How can I find the kernel of $\phi$? We have the homomorhism $\phi: \mathbb{C}[x,y] \to \mathbb{C}$ with $\phi(z)=z, \forall z \in \mathbb{C}, \phi(x)=1, \phi(y)=0$. I have shown that for $p(x,y)=a_0+\sum_{k,\lambda=1}^m a_{k \lambda} (x-1)^k y^{\lambda}$, we have $\phi(p(x,y))=a_0 \in \mathbb{C}$. How can I find the kernel of $\phi$ ?
 A: As you suspect, the kernel is indeed $\langle x-1, y \rangle$. 
To see this, note that your homomorphism is really just the evaluation homomorphism at $(1, 0)$. Then $\langle x-1, y \rangle \subset \ker \phi$, since $p(x ,y) \in \langle x-1, y \rangle$ implies $p(x,y) = (x-1)p_{1}(x,y) + yp_{2}(x,y)$ for some $p_{1}(x, y), p_{2}(x,y) \in \mathbb{C}[x,y]$, i.e. $p(1,0) = 0$. 

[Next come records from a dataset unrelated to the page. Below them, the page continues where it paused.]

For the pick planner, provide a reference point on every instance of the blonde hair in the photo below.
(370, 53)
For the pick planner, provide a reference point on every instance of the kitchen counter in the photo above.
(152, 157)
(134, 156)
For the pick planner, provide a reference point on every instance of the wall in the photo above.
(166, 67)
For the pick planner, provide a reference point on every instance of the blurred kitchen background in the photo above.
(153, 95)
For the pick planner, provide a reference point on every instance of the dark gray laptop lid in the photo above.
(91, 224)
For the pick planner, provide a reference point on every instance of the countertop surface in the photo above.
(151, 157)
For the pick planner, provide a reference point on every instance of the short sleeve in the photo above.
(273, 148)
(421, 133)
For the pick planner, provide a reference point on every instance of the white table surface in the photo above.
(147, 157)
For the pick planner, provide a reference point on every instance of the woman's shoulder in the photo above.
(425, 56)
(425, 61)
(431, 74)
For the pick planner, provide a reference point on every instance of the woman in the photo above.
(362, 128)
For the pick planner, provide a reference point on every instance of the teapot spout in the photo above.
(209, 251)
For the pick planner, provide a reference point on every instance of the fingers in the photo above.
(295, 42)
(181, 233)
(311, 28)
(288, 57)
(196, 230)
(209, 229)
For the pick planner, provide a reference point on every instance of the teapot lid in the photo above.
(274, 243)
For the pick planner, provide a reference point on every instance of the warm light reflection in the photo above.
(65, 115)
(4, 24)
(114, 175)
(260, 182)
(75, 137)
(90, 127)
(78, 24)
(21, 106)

Consider the evaluation map $\rho: \mathbb{C}[x,y]\rightarrow \mathbb{C}[y]$ given by evaluation at $x=1$. Clearly, the kernel of $\rho$ is $\langle x-1 \rangle$, so $\mathbb{C}[x,y]/\langle x-1\rangle \cong \mathbb{C}[y]$. Then, to see that $\ker \phi \subset \langle x-1, y \rangle$, let $p(x,y) \in \ker \phi$. Then $p(1,0) = 0$. As noted by user Krish, we can divide by the monic $x-1$ viewing $x-1$ as a polynomial in $x$ over the ring $\mathbb{C}[y]$. Doing so gives $p(x,y) = (x-1)g(x,y) + k(x,y)$ for some $g(x,y), k(x,y) \in \mathbb{C}[x,y]$. Evaluating at $1$, we find $p(1,y) = k(1,y) = \alpha(y)$ for some $\alpha(y) \in \mathbb{C}[y]$. Then $p(1,0) = \alpha(0) = 0$, so in particular, $y \mid \alpha(y) = k(1,y)$, so $y \mid k(x,y)$. Hence, $p(x,y) \in \langle x-1, y \rangle$. 

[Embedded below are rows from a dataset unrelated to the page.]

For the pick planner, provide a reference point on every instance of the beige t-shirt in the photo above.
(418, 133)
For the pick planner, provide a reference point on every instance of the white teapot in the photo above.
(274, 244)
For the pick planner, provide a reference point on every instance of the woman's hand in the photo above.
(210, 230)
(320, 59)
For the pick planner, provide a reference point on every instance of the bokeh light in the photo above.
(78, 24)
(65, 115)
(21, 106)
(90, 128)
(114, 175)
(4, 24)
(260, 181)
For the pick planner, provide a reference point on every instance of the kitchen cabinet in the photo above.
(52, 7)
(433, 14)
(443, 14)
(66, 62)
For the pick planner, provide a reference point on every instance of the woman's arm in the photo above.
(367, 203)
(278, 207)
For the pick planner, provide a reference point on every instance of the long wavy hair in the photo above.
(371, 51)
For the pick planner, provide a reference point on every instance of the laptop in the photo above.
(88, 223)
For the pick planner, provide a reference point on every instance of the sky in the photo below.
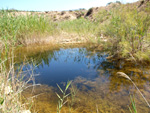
(54, 5)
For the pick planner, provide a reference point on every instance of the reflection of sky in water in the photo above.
(67, 64)
(95, 77)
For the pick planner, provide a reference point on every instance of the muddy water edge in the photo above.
(97, 87)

A: @AWertheim: $\mathbb{C}[x, y]$ is not an Euclidean domain. It's not even a PID. But your answer is right. We can consider $x - 1$ as a polynomial in $x$ over the ring $\mathbb{C}[y]$, and since it is a monic polynomial (in $x$), we can use division algorithm. The same holds for $y$. (since I don't have enough reputation point, I can't add comments. that's why I'm forced to write this as a separate answer. sorry.)
A: There is no need at all to compute with polynomials.

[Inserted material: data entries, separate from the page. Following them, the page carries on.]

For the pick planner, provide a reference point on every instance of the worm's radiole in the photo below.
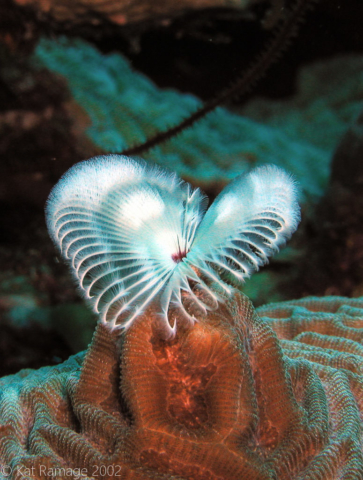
(133, 233)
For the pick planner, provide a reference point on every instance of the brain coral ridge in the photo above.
(276, 394)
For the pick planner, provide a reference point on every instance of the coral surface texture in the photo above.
(276, 394)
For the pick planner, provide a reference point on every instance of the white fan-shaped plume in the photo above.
(134, 232)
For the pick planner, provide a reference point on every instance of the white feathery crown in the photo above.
(134, 232)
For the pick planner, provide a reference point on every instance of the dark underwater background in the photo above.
(76, 86)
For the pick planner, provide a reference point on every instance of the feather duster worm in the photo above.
(133, 233)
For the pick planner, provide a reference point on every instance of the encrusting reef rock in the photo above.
(276, 394)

Since $x-1$ and $y$ lie in the kernel of $\phi$, it lifts to a homomorphism $\psi : \mathbb{C}[x,y]/(x-1,y) \to \mathbb{C}$. It is bijective, i.e. the kernel of $\phi$ is precisely $(x-1,y)$, since we can construct an inverse homomorphism: Every $\mathbb{C}$-algebra $A$ has a unique homomorphism $\mathbb{C} \to A$.  Applying this to $A=\mathbb{C}[x,y]/(x-1,y)$, we obtain a homomorphism $\alpha : \mathbb{C} \to A$ such that $\psi \alpha = \mathrm{id}$ (because of uniqueness). In order to check $\alpha \psi = \mathrm{id}_A$, it suffices to check this on the two algebra generators $[x]$ and $[y]$ of $A$. But $\alpha(\psi([x]))=\alpha(1)=[1]=[x]$ and $\alpha(\psi([y]))=\alpha(0)=[0]=[y]$.
You should think of this as follows: $\mathbb{C}[x,y]$ is the universal $\mathbb{C}$-algebra on two generators $x,y$. Taking the quotient by $(x-1,y)$ means that we enforce $x=1$ and $y=0$ (and nothing more), so that the generators become redundant and the quotient reduces to the free $\mathbb{C}$-algebra on $0$ generators, i.e. $\mathbb{C}$. No computation is needed. Now evaluate $\mathbb{C}[x,y]/(x^2-y)$ or $\mathbb{C}[x,y,z]/(xy-z,y-1)$ without computation.